Office- and national-level breakdowns of fully favorable vs denial rates aren't currently published by SSA in the per-office disposition data. The judge's own breakdown is the detail we have today.
Approval rate over time
Year-over-year approval rate across Judge Klibaner's docket. Annual rates fluctuate with the mix of cases SSA assigns; the longer-run pattern is more informative than any single year.
Decision pattern
Over a 10-year tenure, Judge Klibaner has navigated a varied caseload with a consistent approach to disability adjudication. The yearly trend shows fluctuations, with approval rates moving from a high of 72% in 2016 to a low of 45% in 2021, before rebounding to recent levels. This pattern suggests that the judge's decision-making is responsive to shifts in case complexity and medical evidence quality. The latest period reflects a continuation of this steady, evidence-focused pattern.

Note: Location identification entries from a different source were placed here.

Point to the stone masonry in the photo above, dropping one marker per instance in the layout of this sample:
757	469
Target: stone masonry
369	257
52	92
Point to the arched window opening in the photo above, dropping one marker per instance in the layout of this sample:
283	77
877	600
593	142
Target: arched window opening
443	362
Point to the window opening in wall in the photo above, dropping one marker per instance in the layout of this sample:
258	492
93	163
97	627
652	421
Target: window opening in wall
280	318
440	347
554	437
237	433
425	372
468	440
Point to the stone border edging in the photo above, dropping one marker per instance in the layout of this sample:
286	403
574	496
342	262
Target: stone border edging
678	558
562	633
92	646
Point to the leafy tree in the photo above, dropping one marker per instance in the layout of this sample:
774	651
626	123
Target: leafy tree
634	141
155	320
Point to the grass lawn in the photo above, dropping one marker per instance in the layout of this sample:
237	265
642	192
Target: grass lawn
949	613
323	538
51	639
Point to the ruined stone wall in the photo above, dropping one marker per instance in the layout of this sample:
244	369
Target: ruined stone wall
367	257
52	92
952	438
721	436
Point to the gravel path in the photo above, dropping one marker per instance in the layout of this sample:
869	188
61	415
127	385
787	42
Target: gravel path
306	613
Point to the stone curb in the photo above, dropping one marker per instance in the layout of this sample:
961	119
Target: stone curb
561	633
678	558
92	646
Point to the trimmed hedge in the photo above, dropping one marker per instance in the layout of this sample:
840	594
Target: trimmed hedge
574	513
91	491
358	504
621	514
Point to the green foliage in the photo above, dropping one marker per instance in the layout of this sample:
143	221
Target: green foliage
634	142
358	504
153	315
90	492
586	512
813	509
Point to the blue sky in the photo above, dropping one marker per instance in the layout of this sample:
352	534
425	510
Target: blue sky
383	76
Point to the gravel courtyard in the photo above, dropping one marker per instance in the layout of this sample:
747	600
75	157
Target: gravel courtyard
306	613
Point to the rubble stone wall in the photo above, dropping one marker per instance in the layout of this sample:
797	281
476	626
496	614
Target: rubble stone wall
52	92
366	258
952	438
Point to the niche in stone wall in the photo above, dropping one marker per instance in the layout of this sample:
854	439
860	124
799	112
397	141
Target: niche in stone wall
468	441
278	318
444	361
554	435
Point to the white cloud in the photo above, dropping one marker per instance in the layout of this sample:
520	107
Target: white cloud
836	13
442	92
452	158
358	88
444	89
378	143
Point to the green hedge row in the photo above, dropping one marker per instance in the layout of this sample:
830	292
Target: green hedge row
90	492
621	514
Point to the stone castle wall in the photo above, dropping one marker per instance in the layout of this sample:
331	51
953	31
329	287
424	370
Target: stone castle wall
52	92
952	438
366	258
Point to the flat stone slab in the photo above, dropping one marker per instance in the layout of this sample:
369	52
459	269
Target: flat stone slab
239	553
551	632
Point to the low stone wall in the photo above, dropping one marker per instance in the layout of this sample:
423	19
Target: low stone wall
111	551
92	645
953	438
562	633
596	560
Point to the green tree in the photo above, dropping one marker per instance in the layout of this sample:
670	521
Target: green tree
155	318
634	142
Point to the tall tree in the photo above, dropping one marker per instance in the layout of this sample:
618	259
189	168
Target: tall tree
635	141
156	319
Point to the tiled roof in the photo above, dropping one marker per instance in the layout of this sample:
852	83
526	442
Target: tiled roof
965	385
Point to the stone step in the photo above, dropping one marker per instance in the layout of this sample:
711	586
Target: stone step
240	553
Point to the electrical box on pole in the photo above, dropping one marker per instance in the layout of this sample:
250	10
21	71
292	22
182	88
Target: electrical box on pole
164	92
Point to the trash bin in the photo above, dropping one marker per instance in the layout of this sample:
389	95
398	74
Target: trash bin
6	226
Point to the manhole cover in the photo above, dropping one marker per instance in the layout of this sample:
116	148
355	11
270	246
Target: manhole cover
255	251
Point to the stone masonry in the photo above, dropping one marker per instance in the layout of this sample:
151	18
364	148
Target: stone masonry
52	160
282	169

Preparing for an SSDI hearing
The guidance below applies to any SSDI hearing, not specifically to Judge Klibaner's bench. Judge-specific preparation guidance requires a corpus of public Appeals Council decisions involving each judge, which we haven't built yet.
- Bring a clean treating-physician record. Longitudinal primary-care or specialist notes spanning the disability period, with consistent symptom documentation, are typically the strongest evidence at hearing. A single month's records usually aren't enough.
- Don't rely on consultative exams alone. If your medical evidence is built primarily around a one-time CE finding, expect detailed questioning. Supplement with treating-source statements where possible.
- Prepare for daily-activity questions. Have honest, specific answers about a typical day. Answers that conflict with the medical record (in either direction) tend to hurt credibility.
- Expect transferable-skills probing. A vocational expert will usually testify about jobs available to someone with your limitations. Your representative should be prepared to cross-examine.
Hearing with Judge Klibaner? Free, confidential — see if you qualify for SSDI.
Free Benefits ReviewAbout the Boston hearing office
The Boston (Massachusetts) Hearing Office serves a large population across the region, managing a high volume of disability claims with a bench of 6 judges. The office currently maintains an average approval rate of 53%, reflecting the complex nature of the claims processed in this jurisdiction. You can expect a professional environment focused on the rigorous evaluation of medical and vocational evidence. You can see the Boston (Massachusetts) Hearing Office page for the full ALJ roster.
Other judges at this hearing office
The Social Security Administration utilizes a workload-balancing algorithm to assign cases, meaning your assignment to a specific judge is essentially random. Within the Boston Hearing Office, lifetime approval rates among the bench vary significantly, ranging from 37% to 65%. This variance highlights why focusing on the strength of your medical record is essential regardless of which judge is assigned to your case. The office's 6 ALJs provide a diverse range of perspectives on disability claims.